Sabedor da prisão dos seus correligionários, o coronel José Pereira mandou um recado para o tenente Ascendino Feitosa: Se não soltasse os presos, ele mesmo iria libertá-los e não sobraria um só soldado para contar a história. A princípio o tenente resistiu, porém cedeu quando soube que as tropas do coronel, em grande quantidade e bem municiada já se dirigia a Teixeira. Percebendo a grande desvantagem numérica, o tenente não viu outra saída a não ser ordenar aos seus comandados a imediata retirada. Este evento marcou o início do sangrento conflito que ficou conhecido como “A Guerra de Princesa”.

Para enfrentar os sediciosos de Princesa, o Presidente João Pessoa havia disposto o efetivo policial da Paraíba sob três comandos: um com o Coronel Comandante da Polícia Militar da Paraíba, Elísio Sobreira; outro com o Delegado Geral do Estado, Severino Procópio; e, o terceiro, com o Secretário de Interior e Justiça, José Américo de Almeida.

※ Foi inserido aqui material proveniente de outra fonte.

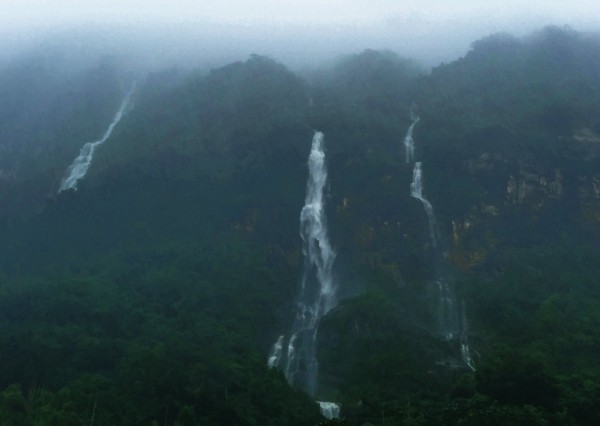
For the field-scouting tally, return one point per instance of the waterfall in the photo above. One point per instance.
(275, 354)
(409, 143)
(317, 294)
(318, 290)
(450, 326)
(330, 410)
(78, 169)
(465, 350)
(416, 191)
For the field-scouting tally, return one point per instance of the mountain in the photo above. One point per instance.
(155, 290)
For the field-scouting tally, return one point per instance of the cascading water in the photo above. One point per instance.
(450, 326)
(416, 191)
(318, 290)
(409, 143)
(275, 355)
(78, 169)
(330, 410)
(465, 350)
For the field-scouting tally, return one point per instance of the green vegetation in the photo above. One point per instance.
(152, 294)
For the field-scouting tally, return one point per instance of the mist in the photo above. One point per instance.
(151, 35)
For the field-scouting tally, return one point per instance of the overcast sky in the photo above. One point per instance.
(431, 30)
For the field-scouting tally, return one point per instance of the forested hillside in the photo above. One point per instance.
(153, 293)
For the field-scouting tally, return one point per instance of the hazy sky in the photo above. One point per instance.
(431, 30)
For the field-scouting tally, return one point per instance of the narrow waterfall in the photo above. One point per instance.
(409, 143)
(416, 191)
(318, 290)
(465, 350)
(78, 169)
(451, 325)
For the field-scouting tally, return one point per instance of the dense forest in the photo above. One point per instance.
(152, 293)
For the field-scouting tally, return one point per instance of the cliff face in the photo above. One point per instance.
(203, 182)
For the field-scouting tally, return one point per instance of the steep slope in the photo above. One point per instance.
(179, 256)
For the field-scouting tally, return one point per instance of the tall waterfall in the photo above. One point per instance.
(409, 142)
(416, 191)
(78, 169)
(318, 290)
(452, 325)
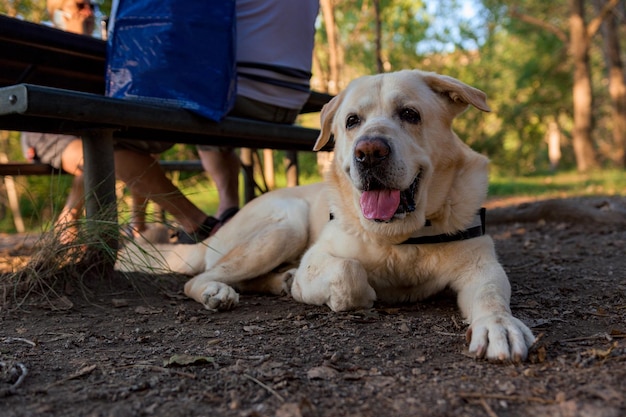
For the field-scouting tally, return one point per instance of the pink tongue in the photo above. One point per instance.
(380, 204)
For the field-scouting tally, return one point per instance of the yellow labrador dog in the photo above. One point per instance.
(397, 218)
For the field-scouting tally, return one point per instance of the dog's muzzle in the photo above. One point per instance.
(383, 205)
(378, 201)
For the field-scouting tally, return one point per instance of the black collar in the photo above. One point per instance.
(469, 233)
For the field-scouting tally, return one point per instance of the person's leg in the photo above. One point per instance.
(72, 163)
(138, 213)
(223, 167)
(145, 178)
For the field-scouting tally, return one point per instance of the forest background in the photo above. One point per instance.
(553, 72)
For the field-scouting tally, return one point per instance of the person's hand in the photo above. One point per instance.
(78, 17)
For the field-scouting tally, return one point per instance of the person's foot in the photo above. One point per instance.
(206, 229)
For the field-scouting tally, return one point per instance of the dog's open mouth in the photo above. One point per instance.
(382, 205)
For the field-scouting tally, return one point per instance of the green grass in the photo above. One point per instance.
(564, 184)
(40, 204)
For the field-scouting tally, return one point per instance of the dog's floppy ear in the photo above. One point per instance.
(326, 120)
(457, 91)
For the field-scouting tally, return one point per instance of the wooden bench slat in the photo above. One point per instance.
(38, 108)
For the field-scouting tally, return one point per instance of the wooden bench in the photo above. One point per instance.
(52, 81)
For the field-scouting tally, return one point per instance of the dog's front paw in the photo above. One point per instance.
(499, 336)
(218, 296)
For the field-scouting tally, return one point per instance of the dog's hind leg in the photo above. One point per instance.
(258, 240)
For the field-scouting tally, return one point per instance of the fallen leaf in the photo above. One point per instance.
(186, 360)
(147, 310)
(253, 329)
(322, 372)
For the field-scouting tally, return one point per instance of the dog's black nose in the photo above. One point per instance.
(371, 151)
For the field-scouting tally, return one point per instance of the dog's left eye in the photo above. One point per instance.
(410, 115)
(352, 121)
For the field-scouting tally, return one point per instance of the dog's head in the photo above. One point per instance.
(397, 155)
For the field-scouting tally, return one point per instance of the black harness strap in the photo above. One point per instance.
(472, 232)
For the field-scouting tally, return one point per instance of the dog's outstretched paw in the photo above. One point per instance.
(218, 296)
(499, 337)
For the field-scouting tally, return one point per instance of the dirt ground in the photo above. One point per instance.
(135, 346)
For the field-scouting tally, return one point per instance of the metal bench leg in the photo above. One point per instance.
(100, 200)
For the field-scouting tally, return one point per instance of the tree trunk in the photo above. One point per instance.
(617, 85)
(379, 56)
(582, 92)
(334, 54)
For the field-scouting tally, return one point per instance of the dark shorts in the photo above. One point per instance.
(244, 107)
(48, 147)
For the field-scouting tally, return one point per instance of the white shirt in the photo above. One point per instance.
(280, 33)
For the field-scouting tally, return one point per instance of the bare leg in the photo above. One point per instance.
(145, 178)
(138, 213)
(223, 167)
(72, 162)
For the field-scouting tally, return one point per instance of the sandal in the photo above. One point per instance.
(206, 229)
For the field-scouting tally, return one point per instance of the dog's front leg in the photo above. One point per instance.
(484, 300)
(339, 283)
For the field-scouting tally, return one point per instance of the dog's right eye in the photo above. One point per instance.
(352, 121)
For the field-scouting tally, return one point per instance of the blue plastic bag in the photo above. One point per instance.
(174, 52)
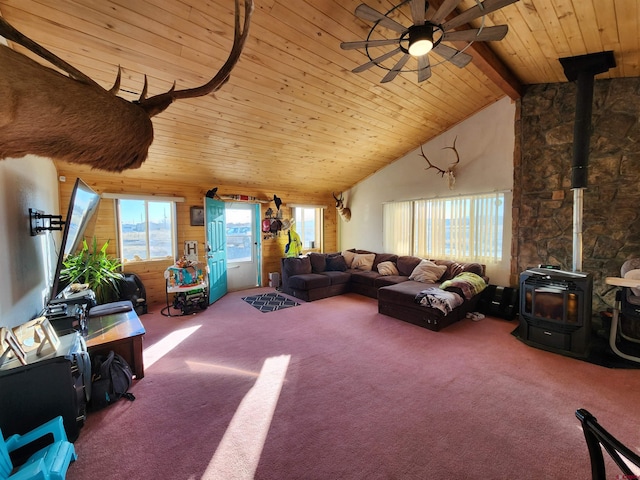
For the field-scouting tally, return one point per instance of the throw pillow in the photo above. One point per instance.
(406, 264)
(363, 261)
(387, 268)
(348, 257)
(336, 263)
(427, 272)
(297, 265)
(318, 262)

Enquanto os combates com as forças paraibanas centralizavam-se na região de polarizada por Princesa, o coronel José Pereira formou grupos armados destinados a buscar meios para financiar a guerra nas regiões de Coremas, Malta, Pombal, Catolé do Rocha, Brejo do Cruz e São Bento. Os locais de apoio se concentravam no município de Pombal, nas Fazendas Oriente e Olhos D’água, propriedades dos irmãos Dr. José Queiroga e Coronel Manuel Queiroga, ambos filho do Coronel Benedito Queiroga, conhecido coiteiro do cangaceiro Antonio Silvino, falecido em 1921. Os jagunços do coronel José Pereira haviam recebido ordem expressa para atacarem a fazenda Conceição, do Coronel José Avelino de Queiroga, abastado fazendeiro, principal adversário político de Dr. José Queiroga. A rota de fuga seria na direção de cidade de Serra Negra, no vizinho Estado do Rio Grande Norte.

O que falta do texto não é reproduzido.